Lola drove her sister home after binning the toasts her sister made her. She settled on the sofa once there and supported her back and sides with her mother’s cushions and throws. When her father came back, he brought home delicious suya that he let her have more of. Perhaps she appeared reluctant to leave because her father suggested Jackie should go back with her.
“Keep her, Omolola.” He grinned and hugged her twice.
Lola was deep in sleep when a sound woke her up. She plodded into her slippers, straight to where the sound came from. The living room, where she left her sister. Jackie’s Sky series had proven more desirable than sleep. She had begged to stay up to watch it.
Jackie was no longer spread out on the settee where she left her. She was holding the living room’s lamp over John’s crouching form.
“She hit me,” John pulled himself up with the corner of the centre table. “Your crazy sister hit me with that thing.”
Lola stared at her sister who had disappeared into a corner of the room. At her face that had started to get wet and the ripped piece of her blouse. She was muttering incoherently, John’s voice silencing her every time he spoke.
“This girl is mad. Really mad. See enh, I was on my way to the kitchen. I couldn’t even see who was on the sofa.”
“She hit you?” Lola did not take her eyes off her sister.
“Yes. Brother Tony was right. The girl is evil. A liar heading for the deepest part of hell.”
“Jack, what happened? Please, baby-sis. Talk to me.”
“She tried to make me sin, that’s what happened. She spread her legs, yakata. She has been after me since, Osaibvie. In fact, e don tey wey she start. Check her phone, you will see how many times she calls me.”
“That’s not true,” Jackie shook her head. “I lied about Tony. This is different. I woke up to find your husband on top of me. He tried to force his fingers between my legs.”
“Liar, you dirty ashawo. Who wants big orobo like you. If you open that mouth again, I will beat you to stupor.”
“Please, Johnny.” Lola went to him and held his hands. “I know my sister lies. We all know it. Don’t lose your temper. Please Johnny.”
His nostrils were flared and the air that came out of them fanned her face. The eyes above them, big and piercing held hers. They seemed to be pleading with her. The way Tony’s pleaded when her sister told lies about him. Lies that changed him.
When she saw him at the meeting, he barely spoke. He walked around with the strength of someone that could not take any more. And when she apologised to him in the kitchen for her part, he had simply grunted.

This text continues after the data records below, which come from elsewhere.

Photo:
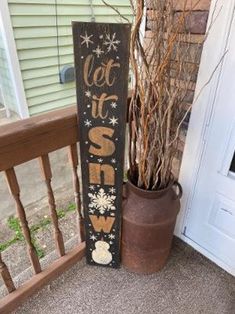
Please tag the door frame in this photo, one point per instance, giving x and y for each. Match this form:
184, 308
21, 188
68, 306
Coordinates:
209, 75
12, 58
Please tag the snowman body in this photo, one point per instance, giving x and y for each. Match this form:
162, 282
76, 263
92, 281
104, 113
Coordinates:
101, 254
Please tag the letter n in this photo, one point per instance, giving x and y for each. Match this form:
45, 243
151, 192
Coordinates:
101, 223
97, 170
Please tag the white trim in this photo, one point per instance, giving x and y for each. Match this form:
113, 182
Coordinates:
12, 57
214, 49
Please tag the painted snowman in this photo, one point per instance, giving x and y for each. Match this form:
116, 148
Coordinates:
101, 254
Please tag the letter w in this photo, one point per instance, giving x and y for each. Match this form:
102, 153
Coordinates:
101, 223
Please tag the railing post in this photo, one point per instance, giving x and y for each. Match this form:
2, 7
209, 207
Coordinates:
6, 276
73, 157
47, 176
15, 191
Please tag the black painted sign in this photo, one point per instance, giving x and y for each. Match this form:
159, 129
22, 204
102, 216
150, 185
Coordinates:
101, 62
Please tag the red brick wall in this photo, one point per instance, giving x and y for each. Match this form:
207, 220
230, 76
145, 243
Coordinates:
196, 22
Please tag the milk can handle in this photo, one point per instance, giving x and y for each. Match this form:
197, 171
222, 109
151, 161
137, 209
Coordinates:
179, 190
124, 192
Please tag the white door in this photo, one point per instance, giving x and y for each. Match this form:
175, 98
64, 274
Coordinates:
211, 217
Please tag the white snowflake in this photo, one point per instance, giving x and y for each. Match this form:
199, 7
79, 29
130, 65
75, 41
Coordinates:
98, 51
101, 201
88, 93
87, 39
113, 121
112, 190
113, 104
87, 123
111, 42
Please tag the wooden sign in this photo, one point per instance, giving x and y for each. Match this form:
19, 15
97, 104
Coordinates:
101, 62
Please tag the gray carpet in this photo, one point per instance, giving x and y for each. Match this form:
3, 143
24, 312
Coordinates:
189, 283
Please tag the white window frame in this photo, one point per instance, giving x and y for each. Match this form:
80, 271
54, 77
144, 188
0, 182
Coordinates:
12, 58
201, 114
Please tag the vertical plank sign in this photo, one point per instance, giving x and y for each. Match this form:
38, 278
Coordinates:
101, 62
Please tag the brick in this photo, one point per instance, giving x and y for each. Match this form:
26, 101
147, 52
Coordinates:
196, 22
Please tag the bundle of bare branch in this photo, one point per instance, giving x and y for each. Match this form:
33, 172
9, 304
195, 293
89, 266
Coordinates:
164, 70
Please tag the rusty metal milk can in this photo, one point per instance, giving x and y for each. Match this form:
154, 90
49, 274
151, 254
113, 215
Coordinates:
148, 224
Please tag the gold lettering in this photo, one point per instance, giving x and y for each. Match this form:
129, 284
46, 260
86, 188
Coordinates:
101, 223
98, 104
97, 171
104, 146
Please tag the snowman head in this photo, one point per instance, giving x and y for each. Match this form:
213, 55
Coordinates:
102, 245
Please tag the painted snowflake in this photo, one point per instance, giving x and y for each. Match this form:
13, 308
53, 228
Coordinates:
86, 39
101, 201
111, 42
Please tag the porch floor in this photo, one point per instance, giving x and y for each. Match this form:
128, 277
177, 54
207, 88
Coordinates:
189, 283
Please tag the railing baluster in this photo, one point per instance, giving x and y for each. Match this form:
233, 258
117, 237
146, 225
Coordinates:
73, 156
6, 276
15, 191
47, 176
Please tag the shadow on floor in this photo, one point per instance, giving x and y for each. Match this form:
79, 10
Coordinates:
189, 284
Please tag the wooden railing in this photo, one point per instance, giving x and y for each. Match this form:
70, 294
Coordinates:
23, 141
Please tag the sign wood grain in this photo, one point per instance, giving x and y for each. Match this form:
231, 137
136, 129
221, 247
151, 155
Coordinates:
101, 63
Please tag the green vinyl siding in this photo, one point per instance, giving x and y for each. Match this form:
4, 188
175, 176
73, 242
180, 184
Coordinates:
34, 26
5, 79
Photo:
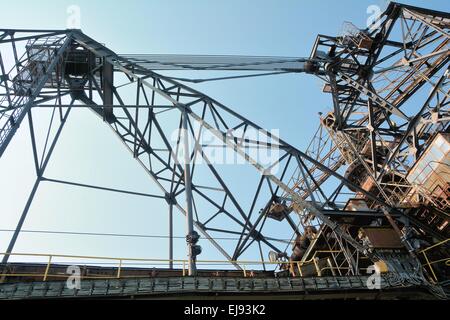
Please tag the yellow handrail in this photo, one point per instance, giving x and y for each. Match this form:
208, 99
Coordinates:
121, 261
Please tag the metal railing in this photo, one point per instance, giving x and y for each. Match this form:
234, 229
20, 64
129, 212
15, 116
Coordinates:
430, 264
294, 267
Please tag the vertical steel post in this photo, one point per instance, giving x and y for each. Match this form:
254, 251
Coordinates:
170, 236
188, 187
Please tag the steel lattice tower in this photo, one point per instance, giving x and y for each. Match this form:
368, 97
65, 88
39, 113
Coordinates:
357, 193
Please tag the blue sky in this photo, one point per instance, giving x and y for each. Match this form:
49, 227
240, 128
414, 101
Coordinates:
89, 152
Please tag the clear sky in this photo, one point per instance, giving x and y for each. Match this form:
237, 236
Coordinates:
88, 152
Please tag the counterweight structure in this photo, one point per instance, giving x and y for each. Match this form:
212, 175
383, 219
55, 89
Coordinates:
371, 189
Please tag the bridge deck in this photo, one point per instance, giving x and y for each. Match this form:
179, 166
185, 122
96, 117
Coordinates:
350, 287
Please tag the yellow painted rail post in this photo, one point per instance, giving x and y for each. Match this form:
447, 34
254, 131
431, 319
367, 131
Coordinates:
119, 269
47, 268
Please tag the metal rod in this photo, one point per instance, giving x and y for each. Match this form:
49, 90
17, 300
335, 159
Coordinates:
188, 188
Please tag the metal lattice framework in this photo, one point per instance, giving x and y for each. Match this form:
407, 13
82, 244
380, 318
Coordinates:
389, 87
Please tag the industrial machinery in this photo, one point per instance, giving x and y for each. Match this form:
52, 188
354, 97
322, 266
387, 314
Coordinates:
372, 189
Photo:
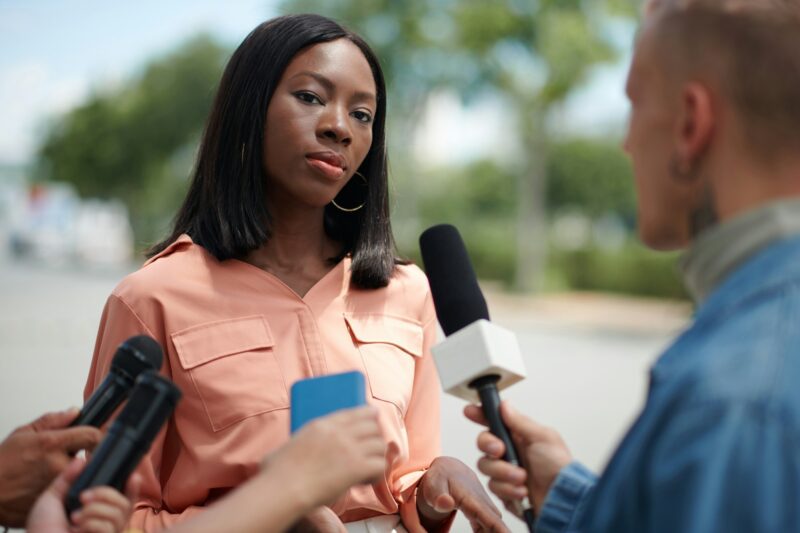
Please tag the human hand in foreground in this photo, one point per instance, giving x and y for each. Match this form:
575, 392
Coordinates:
449, 485
32, 455
328, 456
541, 449
104, 509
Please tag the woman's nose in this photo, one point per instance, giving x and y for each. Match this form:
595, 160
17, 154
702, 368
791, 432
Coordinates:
334, 126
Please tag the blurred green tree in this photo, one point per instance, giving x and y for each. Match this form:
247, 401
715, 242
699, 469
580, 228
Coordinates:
531, 53
590, 176
136, 142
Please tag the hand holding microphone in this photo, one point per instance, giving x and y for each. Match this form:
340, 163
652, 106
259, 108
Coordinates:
477, 358
541, 450
133, 357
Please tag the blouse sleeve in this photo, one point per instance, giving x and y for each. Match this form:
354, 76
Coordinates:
422, 425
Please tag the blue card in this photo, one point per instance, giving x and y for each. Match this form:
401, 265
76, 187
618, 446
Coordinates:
315, 397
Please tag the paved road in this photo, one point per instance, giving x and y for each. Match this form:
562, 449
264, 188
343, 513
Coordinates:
587, 358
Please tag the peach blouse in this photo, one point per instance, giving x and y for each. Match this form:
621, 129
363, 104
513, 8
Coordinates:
235, 338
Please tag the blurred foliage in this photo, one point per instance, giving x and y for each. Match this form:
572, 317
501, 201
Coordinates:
136, 142
632, 269
590, 176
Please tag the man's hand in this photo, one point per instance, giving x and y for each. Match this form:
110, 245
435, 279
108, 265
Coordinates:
449, 485
104, 509
33, 455
542, 453
320, 520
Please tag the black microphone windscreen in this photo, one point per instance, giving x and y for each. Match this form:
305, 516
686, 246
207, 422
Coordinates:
136, 355
456, 295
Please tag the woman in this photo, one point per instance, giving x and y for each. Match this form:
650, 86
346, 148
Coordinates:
281, 266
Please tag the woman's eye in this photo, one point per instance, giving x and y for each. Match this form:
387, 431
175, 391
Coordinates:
362, 116
307, 97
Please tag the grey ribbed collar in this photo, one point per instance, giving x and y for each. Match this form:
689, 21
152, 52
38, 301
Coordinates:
717, 251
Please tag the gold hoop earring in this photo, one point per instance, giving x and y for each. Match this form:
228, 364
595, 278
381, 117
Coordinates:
352, 209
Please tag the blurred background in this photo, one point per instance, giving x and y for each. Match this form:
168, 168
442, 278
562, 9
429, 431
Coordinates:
505, 119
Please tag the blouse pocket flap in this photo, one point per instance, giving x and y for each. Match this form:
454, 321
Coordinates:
206, 342
403, 333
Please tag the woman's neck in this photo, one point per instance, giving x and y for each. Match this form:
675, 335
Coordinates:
298, 251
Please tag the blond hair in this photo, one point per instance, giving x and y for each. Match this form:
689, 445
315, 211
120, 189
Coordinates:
750, 48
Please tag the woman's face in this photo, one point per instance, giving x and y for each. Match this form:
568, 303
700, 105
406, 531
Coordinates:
319, 124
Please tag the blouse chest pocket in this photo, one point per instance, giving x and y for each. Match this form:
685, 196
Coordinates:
390, 347
233, 368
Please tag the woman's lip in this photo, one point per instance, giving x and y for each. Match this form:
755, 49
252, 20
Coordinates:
328, 170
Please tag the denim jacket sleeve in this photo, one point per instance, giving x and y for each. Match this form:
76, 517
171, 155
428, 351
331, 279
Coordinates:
724, 466
566, 500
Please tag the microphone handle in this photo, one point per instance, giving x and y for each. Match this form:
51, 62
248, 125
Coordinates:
486, 387
102, 404
111, 465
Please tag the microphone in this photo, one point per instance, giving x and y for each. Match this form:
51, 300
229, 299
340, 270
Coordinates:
133, 356
477, 358
152, 402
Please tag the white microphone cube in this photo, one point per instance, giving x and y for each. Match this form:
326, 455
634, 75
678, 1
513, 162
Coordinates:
478, 350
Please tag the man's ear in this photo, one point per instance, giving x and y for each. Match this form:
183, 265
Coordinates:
696, 124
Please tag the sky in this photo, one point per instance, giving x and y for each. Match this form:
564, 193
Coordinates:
53, 53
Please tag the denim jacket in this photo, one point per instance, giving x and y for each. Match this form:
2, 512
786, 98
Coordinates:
717, 445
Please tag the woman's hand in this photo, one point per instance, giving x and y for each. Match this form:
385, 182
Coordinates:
329, 455
104, 509
450, 485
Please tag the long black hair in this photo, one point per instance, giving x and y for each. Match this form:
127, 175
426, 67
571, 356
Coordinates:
225, 209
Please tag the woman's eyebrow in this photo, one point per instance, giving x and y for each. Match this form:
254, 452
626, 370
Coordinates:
330, 86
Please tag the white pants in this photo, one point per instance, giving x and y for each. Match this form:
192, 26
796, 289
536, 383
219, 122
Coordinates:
378, 524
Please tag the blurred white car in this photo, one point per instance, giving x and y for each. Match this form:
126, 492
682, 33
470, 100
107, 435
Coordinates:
56, 227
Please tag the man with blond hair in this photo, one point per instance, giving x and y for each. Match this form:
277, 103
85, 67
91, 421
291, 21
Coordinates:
714, 137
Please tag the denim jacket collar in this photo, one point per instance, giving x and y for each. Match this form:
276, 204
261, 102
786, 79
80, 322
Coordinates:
720, 250
769, 270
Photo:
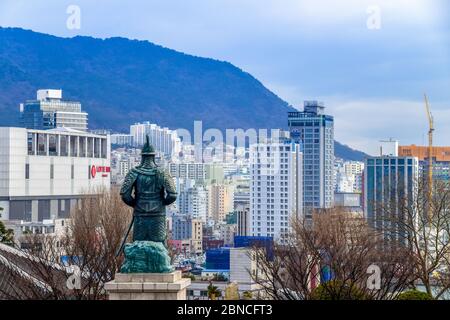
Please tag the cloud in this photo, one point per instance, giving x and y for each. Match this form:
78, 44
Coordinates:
361, 124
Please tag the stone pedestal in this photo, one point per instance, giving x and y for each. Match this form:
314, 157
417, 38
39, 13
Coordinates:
148, 286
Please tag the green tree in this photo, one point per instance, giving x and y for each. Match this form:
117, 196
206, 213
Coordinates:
415, 295
6, 235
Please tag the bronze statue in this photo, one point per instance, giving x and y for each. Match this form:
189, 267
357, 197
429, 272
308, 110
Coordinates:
153, 189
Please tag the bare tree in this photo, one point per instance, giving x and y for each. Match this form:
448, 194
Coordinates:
421, 221
342, 243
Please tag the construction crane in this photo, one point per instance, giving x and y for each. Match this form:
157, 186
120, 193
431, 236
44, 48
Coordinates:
430, 155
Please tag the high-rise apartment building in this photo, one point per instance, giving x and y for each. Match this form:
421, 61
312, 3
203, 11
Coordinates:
195, 171
276, 189
43, 173
314, 131
49, 111
220, 201
388, 183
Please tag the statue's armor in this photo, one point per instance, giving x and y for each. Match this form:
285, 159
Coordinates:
153, 190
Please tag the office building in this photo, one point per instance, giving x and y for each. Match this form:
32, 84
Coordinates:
164, 140
50, 111
243, 220
44, 172
276, 188
121, 139
314, 131
192, 199
185, 227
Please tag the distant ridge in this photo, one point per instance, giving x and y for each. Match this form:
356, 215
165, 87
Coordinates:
121, 81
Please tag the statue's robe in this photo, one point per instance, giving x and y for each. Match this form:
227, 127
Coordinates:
154, 189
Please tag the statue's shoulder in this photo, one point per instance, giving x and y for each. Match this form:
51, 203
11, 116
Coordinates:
129, 180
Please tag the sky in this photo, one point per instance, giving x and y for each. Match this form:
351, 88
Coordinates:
369, 61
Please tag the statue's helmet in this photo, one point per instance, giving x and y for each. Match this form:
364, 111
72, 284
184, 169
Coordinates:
148, 149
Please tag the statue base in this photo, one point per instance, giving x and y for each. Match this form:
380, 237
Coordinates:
148, 286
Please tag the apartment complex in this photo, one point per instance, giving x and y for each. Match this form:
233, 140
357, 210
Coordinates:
276, 190
44, 172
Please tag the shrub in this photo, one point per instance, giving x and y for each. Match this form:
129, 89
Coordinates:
338, 290
414, 295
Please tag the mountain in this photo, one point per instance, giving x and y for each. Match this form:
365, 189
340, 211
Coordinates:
121, 81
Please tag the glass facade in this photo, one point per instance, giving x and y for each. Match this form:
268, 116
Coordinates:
387, 181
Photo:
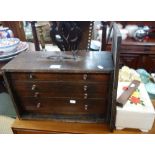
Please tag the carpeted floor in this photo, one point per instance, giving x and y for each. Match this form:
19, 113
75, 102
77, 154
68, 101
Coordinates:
5, 124
7, 114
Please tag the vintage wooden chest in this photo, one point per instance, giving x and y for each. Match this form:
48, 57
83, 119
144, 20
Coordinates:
61, 85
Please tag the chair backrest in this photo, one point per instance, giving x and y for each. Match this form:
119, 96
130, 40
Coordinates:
116, 44
71, 35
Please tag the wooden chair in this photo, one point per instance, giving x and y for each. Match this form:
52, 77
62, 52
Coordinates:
85, 40
116, 45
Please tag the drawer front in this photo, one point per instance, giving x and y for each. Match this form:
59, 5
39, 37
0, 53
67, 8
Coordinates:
64, 106
59, 77
61, 89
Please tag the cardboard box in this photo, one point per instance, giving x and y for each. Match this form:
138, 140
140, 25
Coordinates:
138, 112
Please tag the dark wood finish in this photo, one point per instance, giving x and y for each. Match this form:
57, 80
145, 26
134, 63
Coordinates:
85, 62
78, 87
56, 127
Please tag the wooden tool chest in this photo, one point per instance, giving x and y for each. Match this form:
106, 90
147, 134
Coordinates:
78, 86
74, 89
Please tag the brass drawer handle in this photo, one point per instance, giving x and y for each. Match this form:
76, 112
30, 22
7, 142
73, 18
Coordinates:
86, 107
38, 105
85, 77
33, 87
85, 88
36, 94
85, 96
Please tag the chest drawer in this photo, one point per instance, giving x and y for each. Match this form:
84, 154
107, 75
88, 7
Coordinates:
61, 89
58, 76
64, 106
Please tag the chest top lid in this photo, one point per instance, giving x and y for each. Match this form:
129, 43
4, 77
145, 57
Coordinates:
82, 61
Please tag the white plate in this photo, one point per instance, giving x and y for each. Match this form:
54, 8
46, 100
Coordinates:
21, 47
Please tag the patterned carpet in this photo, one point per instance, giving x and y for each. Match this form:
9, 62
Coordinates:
5, 125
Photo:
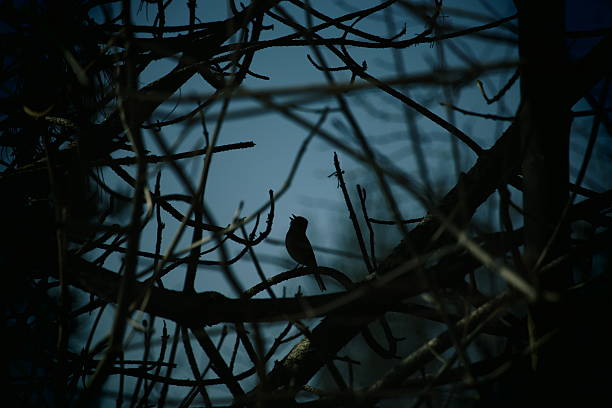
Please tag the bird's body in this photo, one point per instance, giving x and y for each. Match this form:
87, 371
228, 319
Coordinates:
299, 247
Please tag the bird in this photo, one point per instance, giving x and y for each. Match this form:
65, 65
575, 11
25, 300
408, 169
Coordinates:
299, 248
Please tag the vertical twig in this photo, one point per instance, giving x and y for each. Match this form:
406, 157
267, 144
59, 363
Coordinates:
352, 215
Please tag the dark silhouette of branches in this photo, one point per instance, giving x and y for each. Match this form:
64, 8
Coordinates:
127, 282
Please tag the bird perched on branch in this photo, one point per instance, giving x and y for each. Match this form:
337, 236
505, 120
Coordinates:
299, 247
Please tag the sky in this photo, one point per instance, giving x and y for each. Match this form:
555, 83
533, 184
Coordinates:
242, 178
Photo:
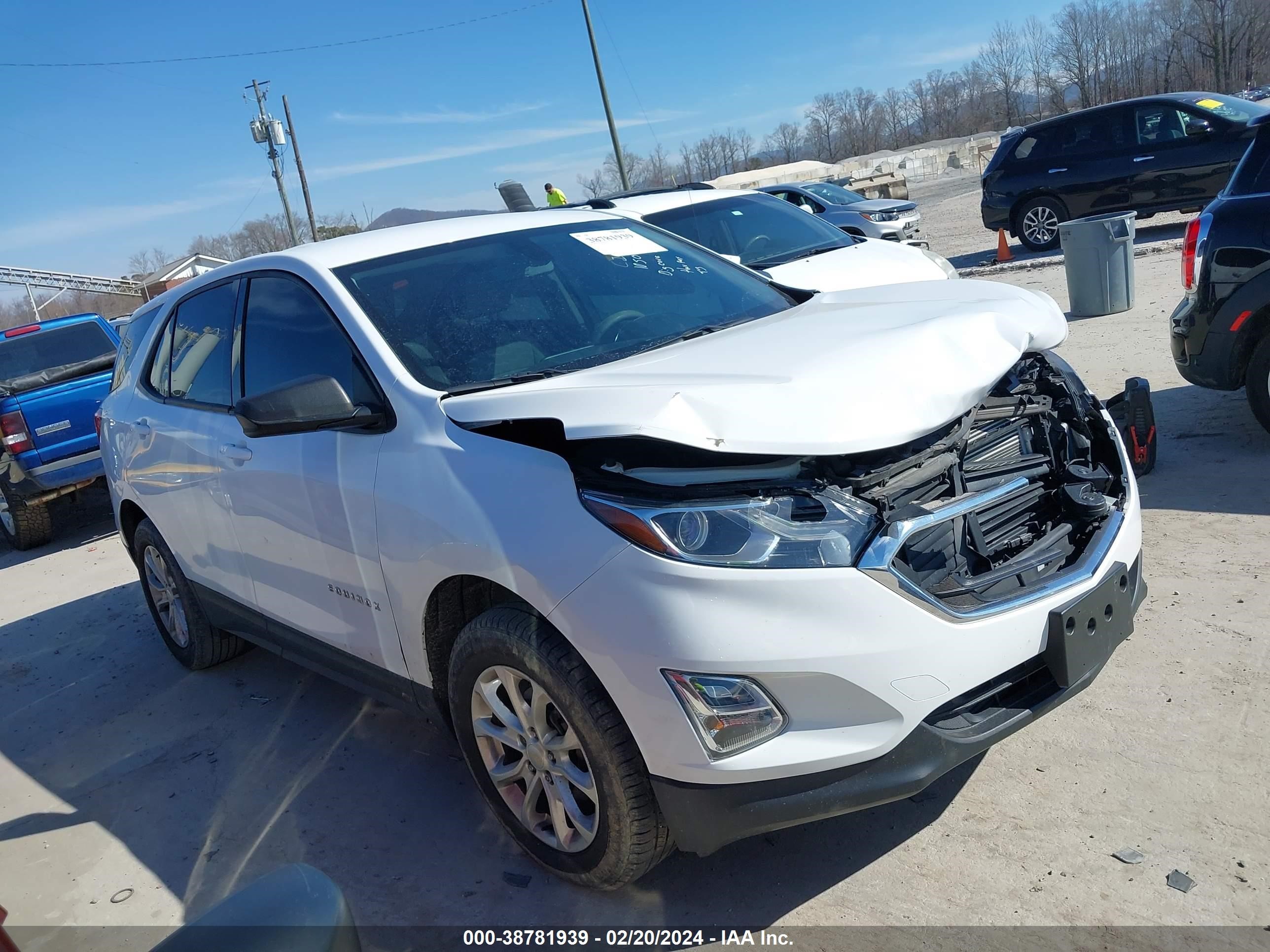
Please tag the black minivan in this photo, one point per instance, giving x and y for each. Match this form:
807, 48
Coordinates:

“Go and get her things from the guest room,” she told her husband. “She’s got to go. Please get her phone charger from our room. I want everything she owns out of here.”
“Thanks, my number one,” he kissed her lips. “Sorry, she dey do this to you and my child.” Bending, he kissed her swollen belly. When he straightened, he held her gaze firmly.
“It’s okay. Go and get her things.”
“Yes. I will drive her home. You can go and rest. I will take her to the house myself.”
“Just take her straight home. Please. I will talk to dad later.”
He turned, glared at her cowering sister then marched out of the room.
“Jackie,” Lola beckoned to her sister. “Get up. Let’s go home.” she fished her car keys out of the table’s drawer, hurried over to her sister and pulled her up. “We need to go. Now.”